Often accessing and analyzing these vast healthcare data repositories require a significant amount of coding knowledge. We asked the question, can such early data driven hypotheses be tested in large healthcare datasets using KNIME? Should this be the case, it will empower healthcare professionals to quickly test out possible outcomes of different treatments among specific patient populations and also to identify potential new treatment combinations.
KNIME based workflows are highly reproducible and once built can be deployed into multiple healthcare settings to assess the validity of such approaches. With this example workflow we show how to investigate adverse events submitted to the FDA from the FAERS database and try to answer the question if there are any medications that when administered with Irinotecan, has the potential to negate the onset of intestinal toxicity.
6. Disease tagging to understand impact of new diseases
The pace of scientific discoveries is quickly exceeding our ability to digest those findings and apply them as innovative healthcare solutions. Computational approaches are sorely needed to find hidden insights. In this example, we demonstrate how to create a model that learns disease names in a set of documents from the biomedical literature. The authors demonstrate how to automatically extract abstracts from PubMed and use these documents to train a model with an initial list of disease names from a dictionary. Once they find new disease names they can check their co-occurrence with other diseases in the extracted abstracts and create a co-occurrence network.
Insights gained from such information extraction has significant benefit in understanding the differential impacts of new diseases among patients with other co-occurring diseases. One current and relevant example would be to investigate how COVID-19 impacted different groups of people based on the co-occurrence of prior diseases.
Read a walk-through of how to Tag Disease Names in Biomedical Literature.
7. Improve identification of key information in scientific literature reviews
Searching for relevant information within the large volumes of various scientific literature is not a simple task. We’ve built two example workflows to demonstrate how to improve the identification of relevant information via an interactive visualization. This approach helps to identify the right information with tagged terms directly in one place.
We’ve added two improvements: To improve the search we added terms from an ontology and synonyms to the search query. To improve coverage of the published literature we also used two different sources for biomedical literature simultaneously. We demonstrate this application of KNIME, investigating relationships between adverse events of a drug and the ethnic background of a patient to gain insights towards pharmacogenetic based precision medicine. The second example workflow maps genes identified in literature that are related to the disease being investigated.

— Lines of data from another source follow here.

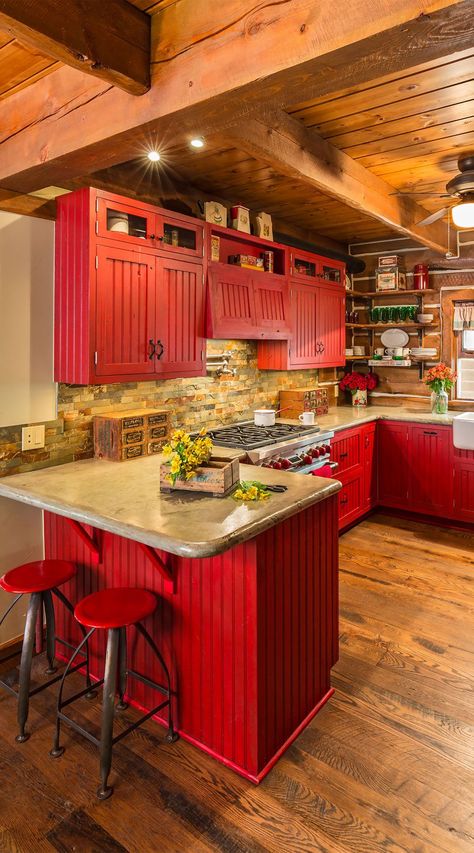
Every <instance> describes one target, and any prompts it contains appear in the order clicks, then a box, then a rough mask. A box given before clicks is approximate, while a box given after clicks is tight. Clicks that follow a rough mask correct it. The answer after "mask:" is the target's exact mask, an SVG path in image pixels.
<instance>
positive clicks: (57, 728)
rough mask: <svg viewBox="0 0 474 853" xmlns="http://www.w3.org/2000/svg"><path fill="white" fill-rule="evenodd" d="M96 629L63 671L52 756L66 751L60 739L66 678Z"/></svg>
mask: <svg viewBox="0 0 474 853" xmlns="http://www.w3.org/2000/svg"><path fill="white" fill-rule="evenodd" d="M94 631H95V628H91V630H90V631H89V633H88V634H86V635H85V637H83V638H82V640H81V642H80V643H79V645H78V647H77V648H76V649H75V650H74V652H73V654H72V655H71V657H70V659H69V661H68V665H67V667H66V669H65V670H64V672H63V677H62V678H61V685H60V687H59V693H58V702H57V706H56V731H55V734H54V742H53V748H52V749H51V750H50V753H49V754H50V756H51V758H59V756H60V755H62V754H63V752H64V747H63V746H61V745H60V743H59V739H60V735H61V711H62V708H63V707H64V704H68V703H67V702H66V703H63V691H64V684H65V682H66V678H67V676H68V674H69V670H70V669H71V667H72V665H73V663H74V661H75V659H76V658H77V656H78V654H79V653H80V651H81V649H82V647H83V646H84V645H86V644H87V642H88V640H89V638H90V637H92V634H93V633H94Z"/></svg>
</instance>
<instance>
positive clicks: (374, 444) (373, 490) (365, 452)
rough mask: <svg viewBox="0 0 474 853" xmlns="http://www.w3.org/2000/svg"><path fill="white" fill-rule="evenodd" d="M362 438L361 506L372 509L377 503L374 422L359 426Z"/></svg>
mask: <svg viewBox="0 0 474 853" xmlns="http://www.w3.org/2000/svg"><path fill="white" fill-rule="evenodd" d="M360 431H361V439H362V465H363V472H362V508H363V510H364V511H366V510H369V509H372V507H374V506H376V504H377V443H376V435H377V433H376V424H375V423H372V424H365V426H363V427H361V430H360Z"/></svg>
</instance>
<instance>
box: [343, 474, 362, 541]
mask: <svg viewBox="0 0 474 853" xmlns="http://www.w3.org/2000/svg"><path fill="white" fill-rule="evenodd" d="M341 482H342V489H341V491H340V492H339V493H338V499H339V501H338V506H339V529H341V528H342V527H345V526H346V524H350V522H351V521H355V519H356V518H357V517H358V516H359V515H360V513H361V510H362V477H361V475H360V474H356V475H355V476H354V477H348V478H347V479H346V478H344V479H343V480H342V481H341Z"/></svg>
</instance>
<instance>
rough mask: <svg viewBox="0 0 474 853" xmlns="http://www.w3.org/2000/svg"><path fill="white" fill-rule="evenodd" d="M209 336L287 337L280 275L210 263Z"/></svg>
mask: <svg viewBox="0 0 474 853" xmlns="http://www.w3.org/2000/svg"><path fill="white" fill-rule="evenodd" d="M207 336H208V337H209V338H244V339H247V340H255V339H257V340H258V339H262V338H288V337H291V328H290V307H289V297H288V283H287V280H286V278H285V277H284V276H281V275H272V274H271V273H265V272H256V273H252V272H251V271H250V270H245V269H238V268H236V267H233V266H232V265H231V264H212V266H211V267H210V268H209V273H208V310H207Z"/></svg>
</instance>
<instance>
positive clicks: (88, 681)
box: [51, 587, 97, 699]
mask: <svg viewBox="0 0 474 853" xmlns="http://www.w3.org/2000/svg"><path fill="white" fill-rule="evenodd" d="M51 592H52V593H54V595H55V596H56V597H57V598H58V599H59V601H60V602H61V603H62V604H63V605H64V607H65V608H66V610H69V613H71V614H72V616H74V607H73V606H72V604H71V602H70V601H69V599H67V598H66V596H65V595H64V593H63V592H61V590H60V589H58V588H57V587H54V588H53V589H52V590H51ZM77 624H79V623H77ZM79 628H80V630H81V633H82V636H83V638H84V637H86V629H85V628H84V626H83V625H80V624H79ZM82 645H83V644H81V648H82ZM85 646H86V684H87V686H88V688H89V690H88V692H87V693H86V699H95V697H96V696H97V690H95V688H94V685H93V683H92V681H91V676H90V666H89V642H88V640H87V639H86V644H85Z"/></svg>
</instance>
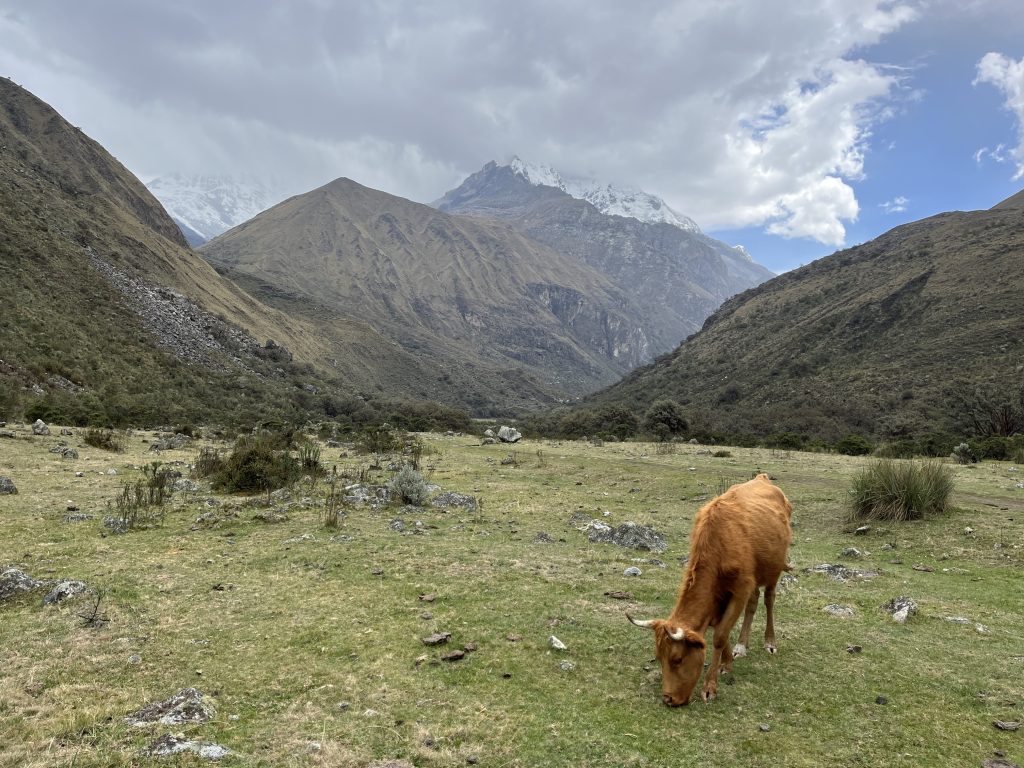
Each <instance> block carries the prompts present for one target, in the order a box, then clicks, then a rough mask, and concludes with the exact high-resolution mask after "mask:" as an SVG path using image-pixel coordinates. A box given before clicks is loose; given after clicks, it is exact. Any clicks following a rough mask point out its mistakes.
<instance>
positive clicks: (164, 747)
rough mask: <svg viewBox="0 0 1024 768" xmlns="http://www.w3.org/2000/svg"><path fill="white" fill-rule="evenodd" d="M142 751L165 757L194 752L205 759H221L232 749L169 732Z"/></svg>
mask: <svg viewBox="0 0 1024 768" xmlns="http://www.w3.org/2000/svg"><path fill="white" fill-rule="evenodd" d="M142 752H143V754H145V755H148V756H150V757H155V758H163V757H167V756H168V755H178V754H180V753H182V752H194V753H196V754H197V755H199V756H200V757H201V758H202V759H204V760H220V759H221V758H223V757H227V756H228V755H230V754H231V751H230V750H228V749H227V748H225V746H221V745H220V744H215V743H211V742H209V741H193V740H190V739H186V738H185V737H184V736H183V735H181V734H180V733H167V734H165V735H163V736H161V737H160V738H158V739H157V740H156V741H154V742H153V743H152V744H150V745H148V746H147V748H145V750H143V751H142Z"/></svg>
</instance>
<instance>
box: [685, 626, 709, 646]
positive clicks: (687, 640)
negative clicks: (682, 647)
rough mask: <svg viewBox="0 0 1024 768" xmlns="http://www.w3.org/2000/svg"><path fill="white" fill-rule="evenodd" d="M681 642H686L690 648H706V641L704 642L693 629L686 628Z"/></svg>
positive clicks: (707, 643) (702, 637) (700, 636)
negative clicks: (689, 629) (693, 630)
mask: <svg viewBox="0 0 1024 768" xmlns="http://www.w3.org/2000/svg"><path fill="white" fill-rule="evenodd" d="M683 642H684V643H686V645H687V646H689V647H690V648H707V647H708V643H706V642H705V639H703V637H701V636H700V635H699V634H698V633H696V632H694V631H693V630H686V632H685V633H684V634H683Z"/></svg>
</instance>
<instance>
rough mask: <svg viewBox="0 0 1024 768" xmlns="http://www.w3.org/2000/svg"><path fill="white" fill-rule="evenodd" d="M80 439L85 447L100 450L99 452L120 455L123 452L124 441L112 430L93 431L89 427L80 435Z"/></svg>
mask: <svg viewBox="0 0 1024 768" xmlns="http://www.w3.org/2000/svg"><path fill="white" fill-rule="evenodd" d="M82 439H83V440H84V441H85V444H86V445H92V447H97V449H100V450H101V451H113V452H115V453H118V454H120V453H121V452H122V451H124V449H125V446H124V440H122V439H121V436H120V435H119V434H118V433H117V432H115V431H114V430H112V429H95V428H94V427H89V428H88V429H86V430H85V432H84V433H83V434H82Z"/></svg>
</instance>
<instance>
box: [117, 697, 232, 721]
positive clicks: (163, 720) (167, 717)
mask: <svg viewBox="0 0 1024 768" xmlns="http://www.w3.org/2000/svg"><path fill="white" fill-rule="evenodd" d="M203 698H204V696H203V694H202V693H201V692H200V691H199V690H197V689H196V688H182V689H181V690H179V691H178V692H177V693H175V694H174V695H173V696H171V697H170V698H168V699H167V700H165V701H156V702H154V703H152V705H148V706H147V707H143V708H142V709H141V710H137V711H136V712H133V713H132V714H131V715H128V716H127V717H125V719H124V721H125V722H126V723H127V724H128V725H134V726H137V727H142V726H146V725H152V724H154V723H160V724H161V725H181V724H182V723H206V722H209V721H210V720H212V719H213V716H214V714H215V712H214V710H213V708H212V707H210V706H209V705H207V703H205V702H204V701H203Z"/></svg>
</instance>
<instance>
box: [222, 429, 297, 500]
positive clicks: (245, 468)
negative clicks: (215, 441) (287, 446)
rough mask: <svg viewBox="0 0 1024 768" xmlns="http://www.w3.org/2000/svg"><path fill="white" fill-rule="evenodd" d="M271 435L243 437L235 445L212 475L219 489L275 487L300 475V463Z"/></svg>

Low-Code Tool Empowers Healthcare Experts
A mixed team of KNIME users from industry and academia has created, developed, and is maintaining low code solutions to access patient digital records via FHIR and EPIC, to design dashboards for disease tracking, for example for COVID19 data; to monitor glucose level or similar signals, to classify arrhythmia from an ECG signal, to perform hypothesis testing in medicine, and to tag diseases and investigate adverse events via NLP techniques.
These workflows are intended as example solutions to common problems in digital healthcare. Pharmacists, physicians, surgeons, dentists, nurses, biologists, and other domain expert figures can download them and customize them to their data and their business requirements.